Par un écrivain injustement oublié, le récit d’une dérive où bat le coeur de Prague

Mort à 67 ans, en 1945, Paul Leppin n’encombre pas les dictionnaires de la littérature. Pourtant, selon Max Brod, l’ami de Kafka, cet écrivain, pragois lui aussi, aurait pu rivaliser avec l’auteur du Château. Cité par Jean-Pierre Sicre, auteur d’une préface éclairante au présent ouvrage, Brod a pu dire encore: « Il fut une sorte de Baudelaire germano-tchèque. Mais privé de tout espoir de rédemption. » Il faut noter encore que Leppin fut à la fois l’ami et le disciple en écriture de Gustave Meyrinck, l’auteur du Golem. Et, certes, cette Marche dans les ténèbres, dont on découvre aujourd’hui la première édition en français, ne saurait démentir cette autre filiation.

On peut se demander à vrai dire qui, de Séverin, le personnage central du récit, ou de Prague, ville magique par excellence, en est le véritable héros, tant leur existence, leurs mystères et jusqu’à leurs humeurs semblent se confondre dans une même pénombre chargée d’énigmes. A commencer par celle de Séverin lui-même, qui paraît affligé d’une inaptitude fondamentale au bonheur et à l’amour que, pourtant, il inspire aux femmes dont il subit la fascination. Quelque chose en lui de mystérieux le pousse à ruiner ce qu’il aime et le porte à des comportements odieux, voire à des actes criminels. Entre romantisme désenchanté et épiphanies surréalistes, son errance pragoise l’amène à fréquenter des êtres partagés entre des plaisirs futiles et des sagesses hautaines teintées de nihilisme et de pulsions destructrices. Ainsi en vient-il à comprendre qu’il appartient à la « guilde ». Celle « des êtres pour qui l’éclat du monde n’est qu’illusion. Des cyniques infortunés, des parias qu’une peur animale chassait dans les rues, des assassins et des stigmatisés ». Possédé par une nouvelle passion pour une garce, Séverin finira par sombrer dans le ridicule et l’humiliation.

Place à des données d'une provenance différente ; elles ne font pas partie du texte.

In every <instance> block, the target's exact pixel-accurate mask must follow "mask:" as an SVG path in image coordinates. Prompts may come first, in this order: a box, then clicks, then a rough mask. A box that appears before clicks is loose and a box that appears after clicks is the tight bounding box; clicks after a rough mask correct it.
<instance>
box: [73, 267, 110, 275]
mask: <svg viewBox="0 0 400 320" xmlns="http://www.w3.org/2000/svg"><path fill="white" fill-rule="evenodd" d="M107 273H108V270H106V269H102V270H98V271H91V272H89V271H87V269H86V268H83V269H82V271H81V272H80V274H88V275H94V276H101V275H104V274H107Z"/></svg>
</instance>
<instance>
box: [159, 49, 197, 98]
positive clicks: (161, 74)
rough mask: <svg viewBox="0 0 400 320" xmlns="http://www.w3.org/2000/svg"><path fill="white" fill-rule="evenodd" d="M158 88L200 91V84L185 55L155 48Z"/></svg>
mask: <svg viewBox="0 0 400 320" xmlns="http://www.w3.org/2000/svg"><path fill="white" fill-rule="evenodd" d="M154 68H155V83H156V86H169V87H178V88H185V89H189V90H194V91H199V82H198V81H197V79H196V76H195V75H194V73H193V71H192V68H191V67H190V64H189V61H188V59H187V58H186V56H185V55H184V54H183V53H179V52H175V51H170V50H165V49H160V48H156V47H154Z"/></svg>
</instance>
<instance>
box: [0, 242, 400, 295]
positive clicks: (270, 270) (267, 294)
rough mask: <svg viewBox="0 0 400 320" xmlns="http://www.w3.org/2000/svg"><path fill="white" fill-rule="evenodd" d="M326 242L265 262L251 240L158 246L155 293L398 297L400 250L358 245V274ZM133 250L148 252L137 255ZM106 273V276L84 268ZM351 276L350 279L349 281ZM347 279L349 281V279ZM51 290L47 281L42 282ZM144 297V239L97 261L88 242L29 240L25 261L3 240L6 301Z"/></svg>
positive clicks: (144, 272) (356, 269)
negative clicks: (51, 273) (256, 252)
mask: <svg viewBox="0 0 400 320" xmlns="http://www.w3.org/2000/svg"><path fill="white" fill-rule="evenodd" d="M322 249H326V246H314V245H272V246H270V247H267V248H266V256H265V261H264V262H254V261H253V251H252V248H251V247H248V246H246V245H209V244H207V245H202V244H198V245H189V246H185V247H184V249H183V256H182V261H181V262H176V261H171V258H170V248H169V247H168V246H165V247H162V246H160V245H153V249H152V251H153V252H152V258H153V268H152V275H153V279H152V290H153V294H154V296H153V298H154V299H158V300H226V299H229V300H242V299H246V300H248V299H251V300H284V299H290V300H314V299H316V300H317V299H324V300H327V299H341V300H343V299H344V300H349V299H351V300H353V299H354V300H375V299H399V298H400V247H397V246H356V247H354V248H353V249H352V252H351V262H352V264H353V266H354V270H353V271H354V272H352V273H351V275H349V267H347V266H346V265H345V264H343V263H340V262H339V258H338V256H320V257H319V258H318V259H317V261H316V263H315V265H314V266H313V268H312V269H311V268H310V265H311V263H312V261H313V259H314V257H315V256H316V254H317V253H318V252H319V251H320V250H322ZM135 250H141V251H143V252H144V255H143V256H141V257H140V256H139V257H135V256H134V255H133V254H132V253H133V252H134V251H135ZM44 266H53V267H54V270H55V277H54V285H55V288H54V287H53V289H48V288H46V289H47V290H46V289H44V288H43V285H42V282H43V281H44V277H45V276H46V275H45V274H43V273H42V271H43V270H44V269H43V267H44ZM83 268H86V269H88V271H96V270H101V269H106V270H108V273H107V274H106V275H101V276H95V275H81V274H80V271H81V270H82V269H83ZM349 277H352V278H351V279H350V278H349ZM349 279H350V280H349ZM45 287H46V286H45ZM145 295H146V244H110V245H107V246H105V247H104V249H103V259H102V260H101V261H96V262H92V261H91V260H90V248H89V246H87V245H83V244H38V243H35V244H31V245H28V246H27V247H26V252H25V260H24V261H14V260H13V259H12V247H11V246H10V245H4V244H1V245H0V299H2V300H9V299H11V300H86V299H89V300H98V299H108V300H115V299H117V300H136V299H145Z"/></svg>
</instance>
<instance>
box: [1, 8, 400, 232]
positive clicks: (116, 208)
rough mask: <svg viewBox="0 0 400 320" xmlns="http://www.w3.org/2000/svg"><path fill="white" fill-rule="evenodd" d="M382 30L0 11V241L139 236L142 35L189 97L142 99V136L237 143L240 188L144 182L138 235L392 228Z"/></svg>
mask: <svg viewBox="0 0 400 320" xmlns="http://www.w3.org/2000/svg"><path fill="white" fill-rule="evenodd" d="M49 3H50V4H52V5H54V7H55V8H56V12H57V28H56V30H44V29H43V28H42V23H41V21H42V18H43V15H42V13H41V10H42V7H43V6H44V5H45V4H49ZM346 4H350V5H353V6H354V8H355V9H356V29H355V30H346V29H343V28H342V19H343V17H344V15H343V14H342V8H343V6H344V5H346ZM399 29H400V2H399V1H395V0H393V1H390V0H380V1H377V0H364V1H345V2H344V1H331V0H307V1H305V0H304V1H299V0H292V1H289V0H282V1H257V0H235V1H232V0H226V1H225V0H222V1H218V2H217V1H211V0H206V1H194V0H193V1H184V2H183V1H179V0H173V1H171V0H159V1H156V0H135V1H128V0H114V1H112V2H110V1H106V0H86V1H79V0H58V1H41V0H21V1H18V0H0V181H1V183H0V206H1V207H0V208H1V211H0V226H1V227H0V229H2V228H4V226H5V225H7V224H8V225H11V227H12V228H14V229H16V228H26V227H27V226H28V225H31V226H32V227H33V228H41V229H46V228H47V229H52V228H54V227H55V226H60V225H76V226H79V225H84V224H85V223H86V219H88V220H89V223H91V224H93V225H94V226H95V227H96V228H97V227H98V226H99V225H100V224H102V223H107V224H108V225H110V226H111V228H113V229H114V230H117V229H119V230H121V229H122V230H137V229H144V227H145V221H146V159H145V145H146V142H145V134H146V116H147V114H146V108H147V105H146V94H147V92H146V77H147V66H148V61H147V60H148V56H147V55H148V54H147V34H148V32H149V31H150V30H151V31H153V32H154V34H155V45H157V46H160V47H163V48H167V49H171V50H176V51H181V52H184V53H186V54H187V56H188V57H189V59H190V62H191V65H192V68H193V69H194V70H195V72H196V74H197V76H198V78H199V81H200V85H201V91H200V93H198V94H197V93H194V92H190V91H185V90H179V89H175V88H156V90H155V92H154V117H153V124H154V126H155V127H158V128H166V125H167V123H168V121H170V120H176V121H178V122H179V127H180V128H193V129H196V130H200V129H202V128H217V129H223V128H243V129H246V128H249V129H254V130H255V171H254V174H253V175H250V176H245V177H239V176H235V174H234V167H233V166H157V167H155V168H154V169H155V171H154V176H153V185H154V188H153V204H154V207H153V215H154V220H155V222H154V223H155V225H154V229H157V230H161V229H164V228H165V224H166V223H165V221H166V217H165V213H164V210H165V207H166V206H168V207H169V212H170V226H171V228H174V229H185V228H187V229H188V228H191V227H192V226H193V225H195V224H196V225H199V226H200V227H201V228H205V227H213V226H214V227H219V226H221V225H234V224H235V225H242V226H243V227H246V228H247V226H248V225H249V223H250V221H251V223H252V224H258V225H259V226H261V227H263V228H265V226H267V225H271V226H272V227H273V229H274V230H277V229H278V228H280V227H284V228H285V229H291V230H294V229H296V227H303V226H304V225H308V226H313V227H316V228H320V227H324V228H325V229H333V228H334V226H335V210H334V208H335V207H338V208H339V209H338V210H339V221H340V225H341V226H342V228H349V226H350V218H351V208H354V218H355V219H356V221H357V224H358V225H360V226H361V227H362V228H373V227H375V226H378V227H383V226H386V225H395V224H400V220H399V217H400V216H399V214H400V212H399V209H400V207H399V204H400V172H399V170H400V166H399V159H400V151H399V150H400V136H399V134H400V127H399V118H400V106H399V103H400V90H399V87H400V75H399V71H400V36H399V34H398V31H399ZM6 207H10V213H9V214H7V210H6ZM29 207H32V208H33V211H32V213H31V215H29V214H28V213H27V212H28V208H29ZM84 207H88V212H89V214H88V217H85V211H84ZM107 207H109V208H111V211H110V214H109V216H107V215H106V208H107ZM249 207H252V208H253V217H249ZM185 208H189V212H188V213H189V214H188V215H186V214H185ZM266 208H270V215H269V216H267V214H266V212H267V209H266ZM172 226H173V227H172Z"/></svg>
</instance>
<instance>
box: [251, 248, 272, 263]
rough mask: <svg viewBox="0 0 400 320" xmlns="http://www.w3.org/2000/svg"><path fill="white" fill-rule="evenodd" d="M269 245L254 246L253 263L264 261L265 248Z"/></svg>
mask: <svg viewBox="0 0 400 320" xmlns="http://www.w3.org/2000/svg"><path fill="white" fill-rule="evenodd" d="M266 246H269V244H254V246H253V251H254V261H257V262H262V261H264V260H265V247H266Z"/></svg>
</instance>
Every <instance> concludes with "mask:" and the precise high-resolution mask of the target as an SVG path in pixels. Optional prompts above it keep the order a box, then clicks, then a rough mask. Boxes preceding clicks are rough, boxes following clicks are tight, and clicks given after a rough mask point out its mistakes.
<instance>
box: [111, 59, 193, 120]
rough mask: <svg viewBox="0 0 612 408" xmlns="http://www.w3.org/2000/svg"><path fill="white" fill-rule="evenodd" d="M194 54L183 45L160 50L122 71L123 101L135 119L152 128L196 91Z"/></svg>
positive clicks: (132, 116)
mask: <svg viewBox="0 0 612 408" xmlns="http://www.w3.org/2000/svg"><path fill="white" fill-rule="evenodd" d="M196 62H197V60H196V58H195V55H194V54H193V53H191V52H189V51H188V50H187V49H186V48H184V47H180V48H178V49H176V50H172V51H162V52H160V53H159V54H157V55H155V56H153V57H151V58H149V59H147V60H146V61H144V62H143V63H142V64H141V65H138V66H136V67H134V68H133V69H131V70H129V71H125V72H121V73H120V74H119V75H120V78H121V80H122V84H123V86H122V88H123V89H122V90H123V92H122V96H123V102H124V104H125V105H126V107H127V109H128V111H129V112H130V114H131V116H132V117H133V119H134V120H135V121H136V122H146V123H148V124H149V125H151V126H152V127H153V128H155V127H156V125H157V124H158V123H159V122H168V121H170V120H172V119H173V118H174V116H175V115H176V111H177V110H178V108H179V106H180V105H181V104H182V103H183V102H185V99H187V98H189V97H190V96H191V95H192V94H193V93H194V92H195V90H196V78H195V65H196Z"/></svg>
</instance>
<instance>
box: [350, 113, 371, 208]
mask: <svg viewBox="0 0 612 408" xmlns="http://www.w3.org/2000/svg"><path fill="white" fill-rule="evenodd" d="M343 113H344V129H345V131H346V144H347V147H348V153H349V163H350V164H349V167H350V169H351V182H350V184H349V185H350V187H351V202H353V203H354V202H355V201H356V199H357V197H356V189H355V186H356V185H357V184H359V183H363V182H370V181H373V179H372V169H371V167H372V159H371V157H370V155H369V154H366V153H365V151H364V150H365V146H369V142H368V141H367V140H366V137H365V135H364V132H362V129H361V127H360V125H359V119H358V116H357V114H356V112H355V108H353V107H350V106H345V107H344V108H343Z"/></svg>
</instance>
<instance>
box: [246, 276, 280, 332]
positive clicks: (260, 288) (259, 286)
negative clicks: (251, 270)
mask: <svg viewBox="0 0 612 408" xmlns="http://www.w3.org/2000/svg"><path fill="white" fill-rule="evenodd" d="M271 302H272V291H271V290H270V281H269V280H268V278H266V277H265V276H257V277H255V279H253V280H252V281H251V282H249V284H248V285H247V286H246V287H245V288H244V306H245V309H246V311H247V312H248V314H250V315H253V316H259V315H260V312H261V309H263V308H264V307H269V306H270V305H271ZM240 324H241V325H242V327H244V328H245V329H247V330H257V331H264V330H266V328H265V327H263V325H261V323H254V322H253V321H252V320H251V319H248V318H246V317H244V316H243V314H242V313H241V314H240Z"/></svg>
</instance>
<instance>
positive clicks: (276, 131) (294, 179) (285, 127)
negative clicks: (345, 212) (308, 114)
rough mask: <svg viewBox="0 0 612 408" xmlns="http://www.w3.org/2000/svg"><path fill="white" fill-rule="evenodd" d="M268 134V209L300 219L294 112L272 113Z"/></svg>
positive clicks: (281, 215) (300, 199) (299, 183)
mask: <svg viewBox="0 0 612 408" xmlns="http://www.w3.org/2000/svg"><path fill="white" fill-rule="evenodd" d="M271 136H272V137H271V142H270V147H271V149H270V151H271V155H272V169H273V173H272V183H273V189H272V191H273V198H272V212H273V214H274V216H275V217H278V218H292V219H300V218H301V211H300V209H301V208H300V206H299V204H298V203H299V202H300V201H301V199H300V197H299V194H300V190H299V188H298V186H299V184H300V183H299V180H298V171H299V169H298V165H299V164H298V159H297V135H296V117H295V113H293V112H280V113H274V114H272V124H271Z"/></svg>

En filigrane de cette dérive, il y a le beau personnage dostoïevskien de Zdenka dont, en dépit des rebuffades et des abandons, l’amour pour lui restera constant sans pouvoir toutefois vaincre ses fantômes. Multiples et troublants comme les visages de Prague.

Marche dans les ténèbres, par Paul Leppin. Traduit de l’allemand par Corinna Gepner. Phébus, 155 p.